I checked one thing off my bucket list, this weekend. Visiting a village. As a city-bred brat, I have never set foot in an actual village. I have always envied my friends who used to go to their grandparents’ villages during summer vacations. So, a day in Vellankondagarm (aka V.K.Agaram) fulfilled that long-time wish and also gave some perspective on a lot of things. I am going to share all about that experience and also wanted people to know about the good work of National Agro Foundation(NAF), an NGO for rural development.
V.K.Agaram is about 60Km from Chengalpattu. It took us around 3 and a half hours to get there. Our first stop was Chunambedu. We were welcomed with some Kezhveragu Kanji(Millet porridge) and Panakam. After our healthy breakfast, we were briefed about NAF and their development initiatives through efficient water conservation techniques, agricultural tools to increase farming productivity and the like. V.K.Agaram was one village which used to get badly hit during every flood, it seems. Hence the name Vellamkondagaram (Vellam meaning Flood). My company partnered with NAF, helped in rehabilitating the village and built sustainable development ventures for the long run. We were given a tour of the different crops grown there like Beetroot , fenugreek, potato, etc., and the various farming practices adopted.
After our brief stop in Chunambedu, we reached V.K.Agaram at last. I got to meet some fascinating people there. There was this cute little girl, 6 year old Vaishani who kept us entertained with her hilariously honest observations. A huge Vijay fan, she sang some of his hits to us. Then there was Trisha, the ring leader of her little gang. I don’t think I will ever forget her face – hair braided with a tiny Kunjalam dangling precariously as she was jumping from one place to another. As we went around some parts of the village, I noticed that there were very few concrete houses. Almost all the houses in the vicinity were small huts.
We were so lucky to be invited into one of them. Rajeshwari(Right, in the picture), lives with her Mother. She was beaming with pride that out of all her siblings, only she carried on the family tradition of farming. In addition to farming, she is also quite adept at tailoring and electrical wiring. Through her we learned about the difficulties that the villagers were facing in day-to-day life. For instance, the village has no transport facilities. No government buses or railway stations. So, the children have to walk 5 Kms every day for School. 5Kms !
In the evening, we had a funfair for the villagers with games like Bambaram, Uri Adi and Balloon fights. I think the kids enjoyed the stalls very much. When we were returning to our bus I noticed something. So many stars in the sky. When was the last time I saw so many stars in the sky? I can’t remember. With so much light pollution in our cities, we hardly see so many stars these days. Or have we forgotten to take a moment and notice such things? Walking there in the narrow road with absolutely no street lights (not exaggerating), I couldn’t help but wonder about a lot of things. It gave some perspective on my “ first world problems” . Lesson: May be a little less whining from now on.

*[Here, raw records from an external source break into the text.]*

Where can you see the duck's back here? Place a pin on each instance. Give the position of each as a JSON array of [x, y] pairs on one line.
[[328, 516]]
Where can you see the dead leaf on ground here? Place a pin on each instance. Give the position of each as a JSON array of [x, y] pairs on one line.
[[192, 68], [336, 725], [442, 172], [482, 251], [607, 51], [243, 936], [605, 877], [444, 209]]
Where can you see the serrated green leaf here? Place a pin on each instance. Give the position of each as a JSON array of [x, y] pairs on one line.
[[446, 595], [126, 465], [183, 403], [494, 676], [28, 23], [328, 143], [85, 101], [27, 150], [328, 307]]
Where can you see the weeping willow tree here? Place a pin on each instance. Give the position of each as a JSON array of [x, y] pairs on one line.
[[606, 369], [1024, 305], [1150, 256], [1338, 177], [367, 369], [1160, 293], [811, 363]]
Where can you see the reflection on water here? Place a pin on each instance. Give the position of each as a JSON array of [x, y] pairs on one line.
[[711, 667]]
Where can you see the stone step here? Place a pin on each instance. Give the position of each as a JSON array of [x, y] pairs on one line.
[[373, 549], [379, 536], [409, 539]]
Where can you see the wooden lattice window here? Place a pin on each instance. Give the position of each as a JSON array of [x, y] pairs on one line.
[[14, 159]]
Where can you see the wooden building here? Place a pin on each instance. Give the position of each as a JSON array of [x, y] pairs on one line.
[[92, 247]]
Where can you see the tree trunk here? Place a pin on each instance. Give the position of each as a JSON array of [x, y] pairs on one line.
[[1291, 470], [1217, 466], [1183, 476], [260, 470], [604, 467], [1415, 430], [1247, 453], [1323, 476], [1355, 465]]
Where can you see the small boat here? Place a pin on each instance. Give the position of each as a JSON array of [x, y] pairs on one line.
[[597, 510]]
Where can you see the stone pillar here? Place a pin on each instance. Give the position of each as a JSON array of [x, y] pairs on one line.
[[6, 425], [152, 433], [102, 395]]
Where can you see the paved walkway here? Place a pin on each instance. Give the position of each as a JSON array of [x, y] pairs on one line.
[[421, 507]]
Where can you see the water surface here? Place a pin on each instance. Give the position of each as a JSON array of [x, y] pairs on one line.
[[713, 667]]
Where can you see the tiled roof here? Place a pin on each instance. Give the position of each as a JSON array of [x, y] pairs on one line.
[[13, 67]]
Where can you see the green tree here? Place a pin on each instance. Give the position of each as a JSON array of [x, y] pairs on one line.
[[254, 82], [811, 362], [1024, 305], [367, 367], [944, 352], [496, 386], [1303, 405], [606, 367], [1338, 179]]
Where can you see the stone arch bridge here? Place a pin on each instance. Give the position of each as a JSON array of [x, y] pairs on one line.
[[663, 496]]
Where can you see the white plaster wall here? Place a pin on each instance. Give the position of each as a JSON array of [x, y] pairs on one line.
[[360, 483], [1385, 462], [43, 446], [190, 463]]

Interesting trip Vandhana. I used to stargaze at my village while lying on Thirunai. In cities, all I see is cable and phone wires crowded on the sky. 🙂
And hey, in few decades we may spot only man made satellites 😉
Ah I love Thinnais 😀
That is true and a little scary too
A truly fascinating account of a day well spent.
Thanks, Mahesh 🙂
I would like to invite you to my hometown sometime.
That’s so nice Sugan 🙂 Where are you from?